4. Classroom Management is still not my strong suit. This reminded me way more of my one year of teaching seventh grade than it did of teaching preschool, which was surprising considering they are closer to preschoolers than they are seventh graders. There were some behaviors that needed to be dealt with pretty regularly, and although I think I did a decent job of handling them, it still gets to me at times, which is where the real stress from student teaching would come from. There were some second graders that just wanted to argue about everything, and it was so confusing. Even with my gentle approach of de-escalation some of the sass I would get back would still confound me. I have improved greatly in my ability to address and deal with behaviors since teaching seventh grade, but there are definitely times when I wish I had a stronger voice.
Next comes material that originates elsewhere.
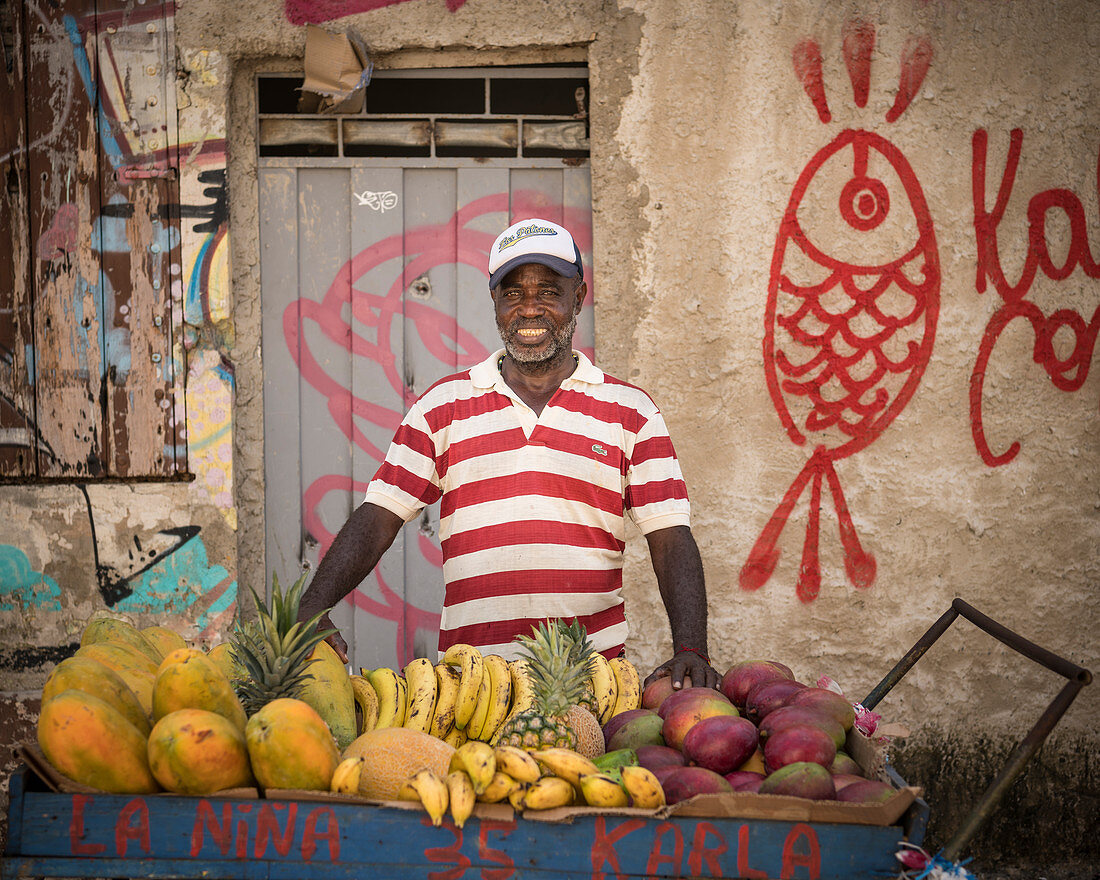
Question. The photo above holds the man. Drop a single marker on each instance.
(537, 455)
5. The weirdest thing I have had to come to terms with my first week back to my job is that it is okay to go home and not feel super stressed. I was listening to an old South Beach Session, where Dan LeBatard was interviewing Pablo Torre about his decision to leave ESPN and join Dan. He said he wanted to work somewhere he would have fun, and my first week back, even from the first day, it felt so different than student teaching in a positive way. I was back working with the people I know and am friends with, and I was having fun. It is still not an easy job, but it is much more enjoyable than student teaching, but for whatever reason, I would go home, and it felt weird. I think that I had gotten into the mode of needing to feel stressed to feel like I had accomplished something at work, because that is just the way it was for those seven weeks. So I felt like I was not doing enough, but I just have to get back into the mindset of just because it is not stressful does not mean it is not successful.
I think one of the biggest problems with all of this is that I was not able to run while student teaching, and that is my biggest way of destressing. So would I have had a more enjoyable time if this was the case? Probably, but going into it, I was already pretty down on the idea of leaving my job for seven weeks, and there is a quote from Lincoln that says most people are about as happy as they choose to be, and at that point, I think I had already chosen to be unhappy. I take a big share of blame for that. I still have to do another round of student teaching, but this time, I will get to do it in my school, just not my room, because semantics.